Mais ce qui reste vraiment alarmant de plus, c’est l’état « hystérique » surtout sur les réseaux sociaux s’agissant de la diffamation, le partage des intox et des rumeurs, l’adoption d’un point de vue précis tout en se permettant de tout dire et d’accuser quiconque par n’importe quelle accusation. Et là les sympathisants de Saied ne sont pas les seuls responsables de ces comportements, mais il s’agit bien évidemment d’une part de ses opposants (incluant différents groupes politiques, activistes et personnalités publiques) qui n’ont pas cessé de pratiquer toute sorte de supériorité et de tutelle sans essayer d’analyser les véritables raisons derrière tout ce qui s’est passé et les messages envoyé par une part importante des Tunisiens, surtout après le référendum et l’annonce des résultats.

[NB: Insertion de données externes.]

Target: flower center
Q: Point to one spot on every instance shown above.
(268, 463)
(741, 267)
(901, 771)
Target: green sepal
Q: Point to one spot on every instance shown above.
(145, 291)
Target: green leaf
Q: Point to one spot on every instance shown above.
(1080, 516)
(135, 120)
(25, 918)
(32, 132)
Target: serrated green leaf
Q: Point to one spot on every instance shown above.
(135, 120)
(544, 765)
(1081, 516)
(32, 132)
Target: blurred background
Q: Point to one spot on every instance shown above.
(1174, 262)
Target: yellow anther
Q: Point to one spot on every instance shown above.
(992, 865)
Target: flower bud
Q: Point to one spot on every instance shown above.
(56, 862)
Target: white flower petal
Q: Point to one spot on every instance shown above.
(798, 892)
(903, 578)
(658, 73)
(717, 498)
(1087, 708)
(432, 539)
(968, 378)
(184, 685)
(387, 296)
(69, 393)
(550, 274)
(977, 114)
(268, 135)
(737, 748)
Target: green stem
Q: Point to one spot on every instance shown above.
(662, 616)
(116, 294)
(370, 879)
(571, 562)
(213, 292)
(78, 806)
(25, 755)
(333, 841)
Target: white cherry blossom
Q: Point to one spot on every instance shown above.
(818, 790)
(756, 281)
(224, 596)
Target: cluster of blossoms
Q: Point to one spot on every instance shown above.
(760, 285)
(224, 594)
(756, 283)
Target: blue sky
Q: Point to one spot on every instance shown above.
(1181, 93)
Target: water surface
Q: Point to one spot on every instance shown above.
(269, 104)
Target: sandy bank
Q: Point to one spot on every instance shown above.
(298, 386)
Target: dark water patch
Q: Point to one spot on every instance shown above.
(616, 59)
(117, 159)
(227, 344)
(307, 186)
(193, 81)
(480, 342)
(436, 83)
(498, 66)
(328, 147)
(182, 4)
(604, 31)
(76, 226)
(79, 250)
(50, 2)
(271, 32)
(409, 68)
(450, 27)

Lire aussi : https://letemps.news/2022/07/28/retour-sur-les-celebrations-du-25-juillet-catharsis-dun-peuple-en-colere/
Dans ce contexte, un article² rédigé par la journaliste Ghaya Ben Mbarek et le chercheur Aymen Bessalah a présenté récemment un point de vue et une lecture totalement différente de ce qui est exprimé et promu tout au long de cette période.
Abordant un ensemble de détails clés depuis 2011 jusqu’au juillet 2022, cet article d’opinion publié à Los Angeles Times s’est basé sur d’autres moyens d’analyses et aussi sur la marginalisation du rôle des jeunes, et du fait qu’ils ont contribué en 2011 à mettre fin au régime de Ben Ali après 23 ans de règne, et qu’ils ont toujours participé aux manifestations au cours de la dernière décennie. Il a été noté, en outre, que dans le cadre de la préparation pour les prochaines luttes et batailles, cette jeunesse porte toujours « un sentiment renouvelé de résistance contre toutes les élites politiques».
Interviewée par le Temps News, Ghaya Ben Mbarek nous a déclaré que l’idée de cet article était simple et relative à la nature du discours promu dans les médias anglophones sur ce qui s’est passé en Tunisie par rapport au référendum, et qui comprend une sorte de lamentation pour la révolution tunisienne et la démocratie en Tunisie, selon ses dires.
« Nous considérons, moi et Aymen, que c’est faux. Pour nous, nous voulions rompre avec les discours pareils en tant que deux tunisiens essayant de donner une autre idée de ce qui s’est passé en Tunisie et de ce que représente le référendum pour nous. De ce point de vue, nous avons essayé d’exprimer la troisième voie dont nous avons besoin en Tunisie, et nous avons également essayé d’envoyer un message d’espoir et d’optimisme loin de ce qui est promu autour de que ce qui s’est passé, comme si ça représente la fin de la voie révolutionnaire et de l’expérience démocratique », a-t-elle ajouté.